Stablecoins Took Toronto by Storm: Takeaways from Consensus 2025

Bitcoiners took over Toronto last week as CoinDesk’s Consensus event was held from May 14-16th. Some flashy guests attended like Eric Trump and Dave Portnoy to speak about their ventures into digital assets, as well as industry leaders like Bitwise, Kraken, Ondo, Chainlink, WisdomTree, Securitze, and others. 

Panel at Consensus 2025.

While Bitcoin and other tokens were certainly discussed, nothing took the stage quite like stablecoins during this year’s event. Whether it was infrastructure or regulation, it was certainly the theme of the conference. In its agenda, CoinDesk dedicated a session track specifically to stablecoins and across the mainstage, regulatory considerations were being weighed as the Trump Administration begins its pro-crypto regime. 

For background: stablecoins are a type of cryptocurrency designed to maintain a steady value, usually by being tied to something stable, traditionally the U.S. dollar or even gold. For every stablecoin issued, there should be an equal amount of real-world assets held in reserve to represent that same value. 

Regulation

Executives and product leaders alike spoke to the winds of change across U.S. regulatory agencies both on and off stage at Consensus. Panels often hung the “we’ll have to see” and “the stage is set” comments on the progression of a stablecoin bill that has been moving its way across legislators’ desks.  

Currently the GENIUS Act is slated for final passage in the U.S. Senate having advanced on Monday, May 19th in a procedural vote, 66-32. The bill represents a crucial piece of legislation that will be the first of its kind regulating cryptocurrency. How the bill will proceed is yet to be seen, but the industry is very excited about this action and support from the U.S. government. 

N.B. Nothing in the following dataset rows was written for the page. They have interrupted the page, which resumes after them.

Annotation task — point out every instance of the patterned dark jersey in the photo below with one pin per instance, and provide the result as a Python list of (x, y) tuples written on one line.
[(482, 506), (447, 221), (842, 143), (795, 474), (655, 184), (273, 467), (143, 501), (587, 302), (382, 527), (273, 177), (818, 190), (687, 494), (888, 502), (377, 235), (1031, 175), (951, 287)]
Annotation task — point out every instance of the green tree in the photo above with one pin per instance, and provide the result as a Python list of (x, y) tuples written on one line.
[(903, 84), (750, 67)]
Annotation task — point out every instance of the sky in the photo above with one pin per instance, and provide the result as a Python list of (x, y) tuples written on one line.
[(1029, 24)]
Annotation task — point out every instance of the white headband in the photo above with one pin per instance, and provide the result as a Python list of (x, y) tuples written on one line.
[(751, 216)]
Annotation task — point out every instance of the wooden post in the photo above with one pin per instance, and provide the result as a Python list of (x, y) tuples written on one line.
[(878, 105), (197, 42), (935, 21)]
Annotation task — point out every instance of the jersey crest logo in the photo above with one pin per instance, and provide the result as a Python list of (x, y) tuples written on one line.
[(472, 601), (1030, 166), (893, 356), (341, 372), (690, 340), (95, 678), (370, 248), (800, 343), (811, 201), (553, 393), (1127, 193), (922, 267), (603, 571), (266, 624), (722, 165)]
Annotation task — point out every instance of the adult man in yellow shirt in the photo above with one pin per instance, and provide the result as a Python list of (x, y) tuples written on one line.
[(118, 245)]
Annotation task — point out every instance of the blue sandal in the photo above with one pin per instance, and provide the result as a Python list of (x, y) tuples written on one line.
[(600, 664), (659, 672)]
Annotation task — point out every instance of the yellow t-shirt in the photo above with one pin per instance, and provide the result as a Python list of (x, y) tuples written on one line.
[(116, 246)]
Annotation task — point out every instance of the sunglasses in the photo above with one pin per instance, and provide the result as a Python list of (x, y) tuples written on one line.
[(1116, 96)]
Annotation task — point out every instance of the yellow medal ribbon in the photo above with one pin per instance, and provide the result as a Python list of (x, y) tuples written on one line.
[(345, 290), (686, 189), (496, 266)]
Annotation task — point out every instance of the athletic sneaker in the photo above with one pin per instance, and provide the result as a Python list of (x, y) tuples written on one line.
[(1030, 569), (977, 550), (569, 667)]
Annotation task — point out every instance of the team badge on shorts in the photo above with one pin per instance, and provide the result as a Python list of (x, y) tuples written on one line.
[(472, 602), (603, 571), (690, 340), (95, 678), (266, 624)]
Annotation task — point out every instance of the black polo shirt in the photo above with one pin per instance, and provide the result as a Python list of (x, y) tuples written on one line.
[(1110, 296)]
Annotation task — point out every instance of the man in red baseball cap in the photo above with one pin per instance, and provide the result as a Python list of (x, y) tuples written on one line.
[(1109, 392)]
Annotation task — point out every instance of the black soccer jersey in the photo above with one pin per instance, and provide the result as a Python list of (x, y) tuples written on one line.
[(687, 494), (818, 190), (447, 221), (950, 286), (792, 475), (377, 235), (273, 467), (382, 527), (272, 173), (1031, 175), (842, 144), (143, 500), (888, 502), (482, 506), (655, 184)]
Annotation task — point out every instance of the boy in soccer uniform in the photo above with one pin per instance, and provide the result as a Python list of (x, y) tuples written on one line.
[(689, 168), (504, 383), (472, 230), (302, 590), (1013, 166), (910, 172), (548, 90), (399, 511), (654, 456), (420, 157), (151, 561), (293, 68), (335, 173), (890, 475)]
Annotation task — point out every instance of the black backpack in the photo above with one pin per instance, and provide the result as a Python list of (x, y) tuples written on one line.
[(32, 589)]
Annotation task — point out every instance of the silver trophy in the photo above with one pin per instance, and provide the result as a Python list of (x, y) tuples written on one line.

As regulations continue, we may see a new frontier in finance, especially as it relates to asset diversification. Matt Hougan, CEO of Bitwise said on the mainstage, “95% of Bitcoin is owned, and 95% of investable dollars, do not own Bitcoin”, representing a large growth opportunity for the industry and retail investors alike, 

Infrastructure

Mirroring considerations across the financial sector, many sessions discussed necessary infrastructure changes for using blockchain technology and stablecoins, running from identity and privacy to liquidity and trading systems. 

Especially for payments use cases, when it comes to stablecoins the more availability and users that have them, the greater liquidity will be and therefore better user experience. The industry echoed the need for better on/off ramps to fiat currency and seamless connectivity from fiat to blockchain rails, which may just be on the horizon. Many also shared that as institutional adoption continues, there will be a greater trust among the general public, encouraging them to leverage this technology for every day activities like purchases, trading, and more. 

There are still many questions as to how the ecosystem will evolve, specifically around the merging of traditional finance (TradFi) and decentralized finance (DeFi). Concepts like Proof of Liquidity (Credit to Berachain) and questions like whether yield-bearing tokens will become securities are still working their way to the Street. 

Whether or not you were at Consensus in Toronto, one thing is clear — crypto is here and it’s here to stay.